Timing and Duration of PEP

  • Occupational exposures to HIV should be considered urgent medical concerns and treated immediately.32
  • PEP should be initiated as soon as possible:31,32

–   preferably within 72 hours of exposure

–   should be continued for a 4-week duration (28-day course)

  • If the HIV status of a source patient for whom the practitioner has a reasonable suspicion of HIV infection is unknown and the practitioner anticipates that hours or days may be required to resolve this issue:32

–   Antiretroviral medications should be started immediately rather than delayed.

Prescribing and dispensing PEP:31

  • PEP can be initiated or dispensed by trained nonphysicians, midwives, nurses and other non-clinical health providers.
  • Verbal consent is required.
  • Individuals should be made aware of the risks and benefits of PEP, including information on potential drug–drug interactions and possible side effects and toxicity.
  • Promoting adherence is critical to improving completion rates.

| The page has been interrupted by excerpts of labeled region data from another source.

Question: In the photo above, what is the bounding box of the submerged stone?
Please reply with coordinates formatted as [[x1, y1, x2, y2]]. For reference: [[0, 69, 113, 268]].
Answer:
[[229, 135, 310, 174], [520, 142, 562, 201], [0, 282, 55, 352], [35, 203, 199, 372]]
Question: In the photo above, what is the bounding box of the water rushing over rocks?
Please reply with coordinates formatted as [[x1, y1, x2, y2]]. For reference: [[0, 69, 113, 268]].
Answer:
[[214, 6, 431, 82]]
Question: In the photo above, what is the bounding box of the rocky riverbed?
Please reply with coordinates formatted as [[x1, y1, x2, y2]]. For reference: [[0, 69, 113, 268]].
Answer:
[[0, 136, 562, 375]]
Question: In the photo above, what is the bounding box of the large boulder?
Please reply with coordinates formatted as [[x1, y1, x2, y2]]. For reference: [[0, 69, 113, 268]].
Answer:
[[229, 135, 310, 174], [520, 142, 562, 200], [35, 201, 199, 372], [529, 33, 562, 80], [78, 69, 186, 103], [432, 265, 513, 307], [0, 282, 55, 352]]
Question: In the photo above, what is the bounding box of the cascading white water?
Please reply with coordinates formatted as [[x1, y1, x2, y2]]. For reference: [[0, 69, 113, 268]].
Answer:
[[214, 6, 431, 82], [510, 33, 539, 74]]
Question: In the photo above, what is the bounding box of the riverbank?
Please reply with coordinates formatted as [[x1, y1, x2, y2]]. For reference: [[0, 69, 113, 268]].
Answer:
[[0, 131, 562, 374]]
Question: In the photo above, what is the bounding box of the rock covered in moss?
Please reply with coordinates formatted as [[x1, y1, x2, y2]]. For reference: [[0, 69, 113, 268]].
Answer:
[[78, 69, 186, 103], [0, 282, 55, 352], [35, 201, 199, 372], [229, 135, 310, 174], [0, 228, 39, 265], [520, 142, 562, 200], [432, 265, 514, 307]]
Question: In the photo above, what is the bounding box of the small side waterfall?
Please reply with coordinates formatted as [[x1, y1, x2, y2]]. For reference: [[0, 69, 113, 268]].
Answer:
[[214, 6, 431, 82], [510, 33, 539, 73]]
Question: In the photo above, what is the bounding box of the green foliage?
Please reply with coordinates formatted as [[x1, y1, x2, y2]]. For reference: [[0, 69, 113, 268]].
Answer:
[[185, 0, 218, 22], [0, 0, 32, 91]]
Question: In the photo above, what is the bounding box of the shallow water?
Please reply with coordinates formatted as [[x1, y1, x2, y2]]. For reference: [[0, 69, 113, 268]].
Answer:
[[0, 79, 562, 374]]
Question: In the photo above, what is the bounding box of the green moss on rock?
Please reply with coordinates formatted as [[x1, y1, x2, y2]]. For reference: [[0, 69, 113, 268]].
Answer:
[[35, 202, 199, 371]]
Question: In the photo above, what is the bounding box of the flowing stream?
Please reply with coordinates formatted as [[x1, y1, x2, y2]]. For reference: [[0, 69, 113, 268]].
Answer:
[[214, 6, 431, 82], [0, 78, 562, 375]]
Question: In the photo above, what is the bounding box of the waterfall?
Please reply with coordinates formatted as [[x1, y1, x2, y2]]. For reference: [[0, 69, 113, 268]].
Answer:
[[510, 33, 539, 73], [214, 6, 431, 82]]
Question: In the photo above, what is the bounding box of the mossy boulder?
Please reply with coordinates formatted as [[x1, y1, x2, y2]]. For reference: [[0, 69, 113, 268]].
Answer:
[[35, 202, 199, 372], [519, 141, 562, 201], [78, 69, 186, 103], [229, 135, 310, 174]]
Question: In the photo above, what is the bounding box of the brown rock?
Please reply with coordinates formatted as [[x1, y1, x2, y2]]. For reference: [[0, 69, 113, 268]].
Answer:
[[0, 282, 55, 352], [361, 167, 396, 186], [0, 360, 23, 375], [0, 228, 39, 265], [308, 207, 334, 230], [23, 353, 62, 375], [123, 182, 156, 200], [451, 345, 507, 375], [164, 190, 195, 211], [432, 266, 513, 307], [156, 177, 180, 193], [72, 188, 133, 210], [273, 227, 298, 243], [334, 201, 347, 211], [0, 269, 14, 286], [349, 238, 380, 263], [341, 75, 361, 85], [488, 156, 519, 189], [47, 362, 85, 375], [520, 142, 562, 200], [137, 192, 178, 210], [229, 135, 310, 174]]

Recommendations for HIV PEP regimens in adults and adolescents

A regimen for PEP for HIV with two ARV drugs is effective, but three drugs are preferred.

The drug regimen selected for HIV PEP should have a favourable side effect profile, as well as a convenient dosing schedule to facilitate both adherence to the regimen and completion of 4 weeks of PEP.

 

WHO (adults and adolescents)31

CDC (Health Care Personnel)32

Preferred PEP Regimen

TDF + 3TC (or FTC)

and LPV/r or ATV/r

TDF/FTC + RAL

Alternative PEP Regimen

TDF + 3TC (or FTC)

along with anyone of

RAL, DRV/r or EFV

TDF + 3TC (or FTC) or

AZT + 3TC (or FTC)

along with anyone of

RAL, DRV/r, ETR, RPV, ATV/r, LPV/r

Other options which can be given as PEP Only with Expert Consultation are abacavir (ABC), Efavirenz (EFV), Enfuvirtide (T20), Fosamprenavir (FOSAPV), Maraviroc (MVC), Saquinavir (SQV) and Stavudine (d4T).32

Certain ARVs are generally Not Recommended for use as PEP like didanosine (ddI), nelfinavir (NFV), tipranavir (TPV) while nevirapine (NVP) is contraindicated as PEP.32

PEP ARV regimens – children (≤10 years old):31

  • In children, AZT + 3TC is the preferred backbone regimen.
  • ABC + 3TC or TDF + 3TC (or FTC) can be considered as alternative regimens.
  • LPV/r is recommended as the preferred third drug.
  • An alternative third agent (age-appropriate) can be identified among ATV/r, RAL, DRV, EFV and NVP.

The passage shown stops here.